Two problems: first, when network is huge the deep copy will be resource consuming; second, I want an improvement to my nested for loops which gets the ordering of the original instance. (For the second I think something like the sorted method etc pops into my mind.)

Any suggestion?

回答1:

I'm going to suggest a less literal implementation of the algorithm: you don't need to manipulate the DAG at all, you just need to manipulate info about the DAG. The only "interesting" things the algorithm needs are a mapping from a node to its children (the opposite of what your DAG actually stores), and a count of the number of each node's parents.

These are easy to compute, and dicts can be used to associate this info with node names (assuming all names are distinct - if not, you can invent unique names with a bit more code).

Then this should work:

def topsort(dag):
    name2node = {node.name: node for node in dag.nodes}
    # map name to number of predecessors (parents)
    name2npreds = {}
    # map name to list of successors (children)
    name2succs = {name: [] for name in name2node}

    for node in dag.nodes:
        thisname = node.name
        name2npreds[thisname] = len(node.parents)
        for p in node.parents:
            name2succs[p.name].append(thisname)

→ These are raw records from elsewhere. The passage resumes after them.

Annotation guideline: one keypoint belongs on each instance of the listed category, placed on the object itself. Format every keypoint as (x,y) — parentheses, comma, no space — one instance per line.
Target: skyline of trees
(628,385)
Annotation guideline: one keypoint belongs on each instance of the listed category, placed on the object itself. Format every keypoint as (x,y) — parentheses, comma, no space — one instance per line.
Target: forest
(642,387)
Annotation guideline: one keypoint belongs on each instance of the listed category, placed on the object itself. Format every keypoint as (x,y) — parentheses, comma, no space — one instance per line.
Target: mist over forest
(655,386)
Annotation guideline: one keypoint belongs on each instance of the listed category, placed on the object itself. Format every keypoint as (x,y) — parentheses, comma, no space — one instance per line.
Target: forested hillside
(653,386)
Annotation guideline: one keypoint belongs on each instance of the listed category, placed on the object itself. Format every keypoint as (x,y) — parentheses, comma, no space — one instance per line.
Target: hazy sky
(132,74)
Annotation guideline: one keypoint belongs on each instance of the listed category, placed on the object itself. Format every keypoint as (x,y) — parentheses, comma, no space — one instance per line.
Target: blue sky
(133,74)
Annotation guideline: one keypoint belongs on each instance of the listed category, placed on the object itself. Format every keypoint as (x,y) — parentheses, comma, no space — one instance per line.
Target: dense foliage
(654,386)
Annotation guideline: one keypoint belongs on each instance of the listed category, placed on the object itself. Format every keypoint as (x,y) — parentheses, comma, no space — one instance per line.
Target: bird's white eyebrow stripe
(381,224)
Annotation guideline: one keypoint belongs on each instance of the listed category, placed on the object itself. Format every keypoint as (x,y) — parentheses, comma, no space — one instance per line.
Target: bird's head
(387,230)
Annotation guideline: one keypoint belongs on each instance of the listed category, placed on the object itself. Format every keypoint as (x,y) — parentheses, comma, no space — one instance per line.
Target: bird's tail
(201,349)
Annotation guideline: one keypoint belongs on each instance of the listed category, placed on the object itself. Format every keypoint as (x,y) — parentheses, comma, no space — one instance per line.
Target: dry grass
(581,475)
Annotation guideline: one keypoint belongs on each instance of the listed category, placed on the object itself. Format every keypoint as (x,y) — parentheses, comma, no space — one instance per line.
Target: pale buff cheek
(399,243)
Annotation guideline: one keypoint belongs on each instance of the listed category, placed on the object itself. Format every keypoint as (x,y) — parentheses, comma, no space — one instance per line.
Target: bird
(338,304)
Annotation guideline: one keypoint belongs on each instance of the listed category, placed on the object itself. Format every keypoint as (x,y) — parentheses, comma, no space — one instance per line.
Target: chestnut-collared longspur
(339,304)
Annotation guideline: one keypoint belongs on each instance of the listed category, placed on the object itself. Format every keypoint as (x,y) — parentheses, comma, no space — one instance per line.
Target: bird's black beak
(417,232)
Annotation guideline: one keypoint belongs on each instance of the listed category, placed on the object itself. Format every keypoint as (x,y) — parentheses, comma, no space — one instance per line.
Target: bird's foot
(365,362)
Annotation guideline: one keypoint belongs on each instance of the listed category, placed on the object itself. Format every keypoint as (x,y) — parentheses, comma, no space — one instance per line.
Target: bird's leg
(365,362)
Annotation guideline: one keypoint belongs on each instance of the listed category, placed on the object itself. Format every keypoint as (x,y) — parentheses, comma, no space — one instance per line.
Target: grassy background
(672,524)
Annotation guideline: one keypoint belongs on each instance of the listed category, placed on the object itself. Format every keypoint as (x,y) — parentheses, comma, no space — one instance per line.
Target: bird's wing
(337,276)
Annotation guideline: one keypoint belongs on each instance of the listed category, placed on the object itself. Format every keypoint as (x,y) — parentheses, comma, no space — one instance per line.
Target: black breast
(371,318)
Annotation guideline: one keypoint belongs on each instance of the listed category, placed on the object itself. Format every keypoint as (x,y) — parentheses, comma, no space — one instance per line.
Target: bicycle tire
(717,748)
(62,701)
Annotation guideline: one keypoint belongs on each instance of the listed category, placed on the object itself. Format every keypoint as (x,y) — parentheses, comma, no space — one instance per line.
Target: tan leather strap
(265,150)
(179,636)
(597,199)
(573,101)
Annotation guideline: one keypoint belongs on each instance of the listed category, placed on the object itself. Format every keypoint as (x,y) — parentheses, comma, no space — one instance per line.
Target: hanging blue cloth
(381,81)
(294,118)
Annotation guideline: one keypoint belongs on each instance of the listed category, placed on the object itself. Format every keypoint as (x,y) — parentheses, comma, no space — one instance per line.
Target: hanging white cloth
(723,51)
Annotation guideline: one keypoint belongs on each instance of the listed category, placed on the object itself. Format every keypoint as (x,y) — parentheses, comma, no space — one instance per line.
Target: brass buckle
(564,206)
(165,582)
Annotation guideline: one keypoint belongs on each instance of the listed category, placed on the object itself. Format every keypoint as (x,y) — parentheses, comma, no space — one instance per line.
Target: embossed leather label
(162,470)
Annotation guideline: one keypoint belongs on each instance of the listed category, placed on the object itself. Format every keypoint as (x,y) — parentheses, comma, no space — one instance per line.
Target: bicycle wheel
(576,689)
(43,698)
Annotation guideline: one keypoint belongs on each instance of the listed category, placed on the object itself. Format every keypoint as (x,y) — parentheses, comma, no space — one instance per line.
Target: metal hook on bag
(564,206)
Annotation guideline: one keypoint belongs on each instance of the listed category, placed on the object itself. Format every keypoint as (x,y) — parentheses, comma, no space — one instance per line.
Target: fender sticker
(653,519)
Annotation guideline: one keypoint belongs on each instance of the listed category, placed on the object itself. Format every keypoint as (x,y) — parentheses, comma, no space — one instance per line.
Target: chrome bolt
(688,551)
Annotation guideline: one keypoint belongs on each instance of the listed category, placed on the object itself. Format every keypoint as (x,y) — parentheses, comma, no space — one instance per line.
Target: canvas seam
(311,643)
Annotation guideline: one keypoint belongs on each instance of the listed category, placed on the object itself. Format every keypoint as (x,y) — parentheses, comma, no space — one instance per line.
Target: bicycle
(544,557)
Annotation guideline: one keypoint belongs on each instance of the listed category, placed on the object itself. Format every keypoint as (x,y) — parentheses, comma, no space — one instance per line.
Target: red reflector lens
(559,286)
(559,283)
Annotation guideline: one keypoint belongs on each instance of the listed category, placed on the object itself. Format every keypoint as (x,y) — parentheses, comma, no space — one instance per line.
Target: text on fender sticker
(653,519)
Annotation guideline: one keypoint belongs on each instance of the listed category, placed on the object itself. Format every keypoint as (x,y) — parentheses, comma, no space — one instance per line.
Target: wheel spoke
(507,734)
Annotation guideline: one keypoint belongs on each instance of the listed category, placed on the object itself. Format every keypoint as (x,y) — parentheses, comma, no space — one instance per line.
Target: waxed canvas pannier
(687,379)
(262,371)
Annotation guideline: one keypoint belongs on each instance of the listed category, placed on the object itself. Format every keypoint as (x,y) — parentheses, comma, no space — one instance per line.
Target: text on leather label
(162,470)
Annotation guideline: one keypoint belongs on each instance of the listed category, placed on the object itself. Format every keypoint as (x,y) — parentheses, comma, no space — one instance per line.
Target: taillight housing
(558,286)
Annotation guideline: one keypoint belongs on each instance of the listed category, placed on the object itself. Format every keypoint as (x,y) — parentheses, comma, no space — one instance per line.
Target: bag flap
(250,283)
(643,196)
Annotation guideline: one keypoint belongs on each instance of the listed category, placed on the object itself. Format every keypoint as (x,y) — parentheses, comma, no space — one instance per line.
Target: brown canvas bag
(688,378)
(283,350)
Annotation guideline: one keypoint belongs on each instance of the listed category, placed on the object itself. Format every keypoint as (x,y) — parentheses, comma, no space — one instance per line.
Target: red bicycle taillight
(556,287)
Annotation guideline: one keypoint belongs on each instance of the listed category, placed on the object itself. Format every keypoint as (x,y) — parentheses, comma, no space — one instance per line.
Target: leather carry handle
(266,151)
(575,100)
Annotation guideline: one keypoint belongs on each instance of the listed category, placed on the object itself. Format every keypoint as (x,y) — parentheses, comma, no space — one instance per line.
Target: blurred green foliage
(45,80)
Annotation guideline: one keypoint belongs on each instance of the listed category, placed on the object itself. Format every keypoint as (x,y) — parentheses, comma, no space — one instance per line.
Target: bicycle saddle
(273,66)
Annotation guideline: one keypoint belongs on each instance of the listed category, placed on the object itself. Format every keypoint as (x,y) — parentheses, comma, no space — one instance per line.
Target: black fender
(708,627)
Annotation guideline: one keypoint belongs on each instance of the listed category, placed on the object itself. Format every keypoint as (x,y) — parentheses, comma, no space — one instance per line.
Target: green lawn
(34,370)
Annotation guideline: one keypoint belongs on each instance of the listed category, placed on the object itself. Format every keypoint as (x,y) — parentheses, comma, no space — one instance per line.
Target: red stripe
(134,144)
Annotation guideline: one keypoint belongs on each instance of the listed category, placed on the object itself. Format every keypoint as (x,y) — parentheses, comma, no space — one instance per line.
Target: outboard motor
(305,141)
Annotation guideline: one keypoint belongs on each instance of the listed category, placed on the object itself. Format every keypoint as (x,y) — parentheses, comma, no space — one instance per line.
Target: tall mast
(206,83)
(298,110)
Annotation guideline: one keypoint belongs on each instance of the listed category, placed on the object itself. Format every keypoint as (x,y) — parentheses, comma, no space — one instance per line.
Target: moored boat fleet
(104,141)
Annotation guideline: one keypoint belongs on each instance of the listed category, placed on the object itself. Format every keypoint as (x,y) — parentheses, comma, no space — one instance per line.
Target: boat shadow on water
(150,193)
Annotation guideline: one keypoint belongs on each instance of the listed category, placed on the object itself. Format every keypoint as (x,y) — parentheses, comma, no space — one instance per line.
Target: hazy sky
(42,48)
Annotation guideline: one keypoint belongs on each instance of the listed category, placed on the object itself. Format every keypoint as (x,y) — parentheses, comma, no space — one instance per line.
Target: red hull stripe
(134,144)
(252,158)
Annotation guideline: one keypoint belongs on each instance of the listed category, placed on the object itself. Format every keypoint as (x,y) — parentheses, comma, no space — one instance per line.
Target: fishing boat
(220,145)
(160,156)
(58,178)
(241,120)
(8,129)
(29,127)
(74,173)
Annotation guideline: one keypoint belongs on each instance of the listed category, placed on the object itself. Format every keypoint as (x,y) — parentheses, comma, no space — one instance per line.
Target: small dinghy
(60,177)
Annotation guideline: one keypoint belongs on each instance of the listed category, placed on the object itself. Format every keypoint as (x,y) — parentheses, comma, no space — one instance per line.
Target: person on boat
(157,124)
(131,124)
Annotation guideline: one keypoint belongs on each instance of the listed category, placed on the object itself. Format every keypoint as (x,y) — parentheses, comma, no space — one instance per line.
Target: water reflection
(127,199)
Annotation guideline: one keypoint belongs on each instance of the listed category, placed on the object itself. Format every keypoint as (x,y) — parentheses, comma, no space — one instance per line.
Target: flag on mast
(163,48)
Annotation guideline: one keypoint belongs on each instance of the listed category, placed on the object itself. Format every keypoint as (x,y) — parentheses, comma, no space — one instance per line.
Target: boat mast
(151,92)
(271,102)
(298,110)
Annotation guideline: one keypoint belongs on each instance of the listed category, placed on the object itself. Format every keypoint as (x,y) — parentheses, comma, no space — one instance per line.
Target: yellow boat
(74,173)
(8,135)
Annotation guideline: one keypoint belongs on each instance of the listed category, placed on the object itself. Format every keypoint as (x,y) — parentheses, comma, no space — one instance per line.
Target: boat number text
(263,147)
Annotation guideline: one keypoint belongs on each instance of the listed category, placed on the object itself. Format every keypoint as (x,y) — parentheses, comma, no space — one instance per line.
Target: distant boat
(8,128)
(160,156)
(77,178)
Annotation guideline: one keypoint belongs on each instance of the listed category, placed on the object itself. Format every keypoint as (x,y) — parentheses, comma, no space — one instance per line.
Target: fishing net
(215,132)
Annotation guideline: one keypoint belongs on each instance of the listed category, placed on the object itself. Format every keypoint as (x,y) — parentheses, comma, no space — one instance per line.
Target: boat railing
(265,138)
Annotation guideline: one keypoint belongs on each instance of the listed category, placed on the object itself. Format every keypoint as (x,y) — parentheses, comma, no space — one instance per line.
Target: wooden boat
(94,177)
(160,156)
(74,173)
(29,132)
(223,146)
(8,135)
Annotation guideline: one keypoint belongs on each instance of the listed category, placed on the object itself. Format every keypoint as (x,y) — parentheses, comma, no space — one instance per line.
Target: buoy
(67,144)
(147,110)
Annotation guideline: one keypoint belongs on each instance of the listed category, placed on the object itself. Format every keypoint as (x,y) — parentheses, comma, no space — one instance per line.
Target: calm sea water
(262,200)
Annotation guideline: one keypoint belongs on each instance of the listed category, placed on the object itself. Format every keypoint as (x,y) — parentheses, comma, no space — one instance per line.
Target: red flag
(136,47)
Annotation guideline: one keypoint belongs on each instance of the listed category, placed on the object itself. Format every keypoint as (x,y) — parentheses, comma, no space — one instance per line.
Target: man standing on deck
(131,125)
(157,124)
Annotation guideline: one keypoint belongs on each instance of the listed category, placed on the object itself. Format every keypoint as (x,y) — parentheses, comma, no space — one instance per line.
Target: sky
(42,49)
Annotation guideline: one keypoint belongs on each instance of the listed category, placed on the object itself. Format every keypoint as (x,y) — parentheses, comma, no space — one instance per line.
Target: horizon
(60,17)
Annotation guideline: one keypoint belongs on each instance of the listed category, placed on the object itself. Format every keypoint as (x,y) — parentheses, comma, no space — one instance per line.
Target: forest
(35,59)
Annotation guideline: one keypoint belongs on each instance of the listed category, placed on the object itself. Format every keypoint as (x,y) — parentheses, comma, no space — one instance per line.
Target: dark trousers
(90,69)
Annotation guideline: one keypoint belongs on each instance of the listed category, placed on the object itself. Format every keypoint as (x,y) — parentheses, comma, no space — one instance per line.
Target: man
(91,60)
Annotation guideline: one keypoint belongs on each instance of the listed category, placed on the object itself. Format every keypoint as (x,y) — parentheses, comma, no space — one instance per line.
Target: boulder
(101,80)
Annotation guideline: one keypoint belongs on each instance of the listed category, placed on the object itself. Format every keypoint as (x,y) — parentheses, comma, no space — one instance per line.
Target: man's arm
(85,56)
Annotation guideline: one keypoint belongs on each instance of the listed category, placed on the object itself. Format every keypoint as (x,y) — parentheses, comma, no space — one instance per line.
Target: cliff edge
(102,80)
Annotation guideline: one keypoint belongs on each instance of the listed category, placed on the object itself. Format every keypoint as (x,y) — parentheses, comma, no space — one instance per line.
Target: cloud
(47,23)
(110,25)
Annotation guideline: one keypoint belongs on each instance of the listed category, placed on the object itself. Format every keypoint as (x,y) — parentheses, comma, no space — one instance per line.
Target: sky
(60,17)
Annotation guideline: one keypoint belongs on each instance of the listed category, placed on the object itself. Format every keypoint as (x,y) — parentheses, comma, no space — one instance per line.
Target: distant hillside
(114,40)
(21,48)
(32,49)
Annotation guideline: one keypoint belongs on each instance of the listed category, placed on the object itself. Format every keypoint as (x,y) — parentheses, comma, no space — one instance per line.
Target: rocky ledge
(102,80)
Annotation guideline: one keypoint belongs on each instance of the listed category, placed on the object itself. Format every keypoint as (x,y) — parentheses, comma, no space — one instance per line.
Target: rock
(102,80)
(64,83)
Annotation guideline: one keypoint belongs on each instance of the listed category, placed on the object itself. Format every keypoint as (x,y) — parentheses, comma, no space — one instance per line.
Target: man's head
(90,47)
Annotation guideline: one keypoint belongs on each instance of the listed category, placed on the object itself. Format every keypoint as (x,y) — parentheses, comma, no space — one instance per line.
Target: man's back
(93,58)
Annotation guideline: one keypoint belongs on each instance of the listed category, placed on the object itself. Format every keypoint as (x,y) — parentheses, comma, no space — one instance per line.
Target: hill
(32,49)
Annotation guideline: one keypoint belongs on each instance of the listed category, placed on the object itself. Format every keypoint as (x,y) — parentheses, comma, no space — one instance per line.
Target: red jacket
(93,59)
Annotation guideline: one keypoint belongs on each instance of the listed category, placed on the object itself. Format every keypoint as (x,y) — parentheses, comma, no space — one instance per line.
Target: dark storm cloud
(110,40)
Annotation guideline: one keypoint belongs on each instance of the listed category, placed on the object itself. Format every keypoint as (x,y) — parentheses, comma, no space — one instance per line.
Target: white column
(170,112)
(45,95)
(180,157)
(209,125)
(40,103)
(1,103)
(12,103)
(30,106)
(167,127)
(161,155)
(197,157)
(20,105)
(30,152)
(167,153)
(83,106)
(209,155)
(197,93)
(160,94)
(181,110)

    result = [n for n, npreds in name2npreds.items() if npreds == 0]
    for p in result:
        for c in name2succs[p]:
            npreds = name2npreds[c]
            assert npreds
            npreds -= 1
            name2npreds[c] = npreds
            if npreds == 0:
                result.append(c)

    if len(result) < len(name2node):
        raise ValueError("no topsort - cycle")
    return tuple(name2node[p] for p in result)

There's one subtle point here: the outer loop appends to result while it's iterating over result. That's intentional. The effect is that every element in result is processed exactly once by the outer loop, regardless of whether an element was in the initial result or added later.

Note that while the input DAG and Nodes are traversed, nothing in them is altered.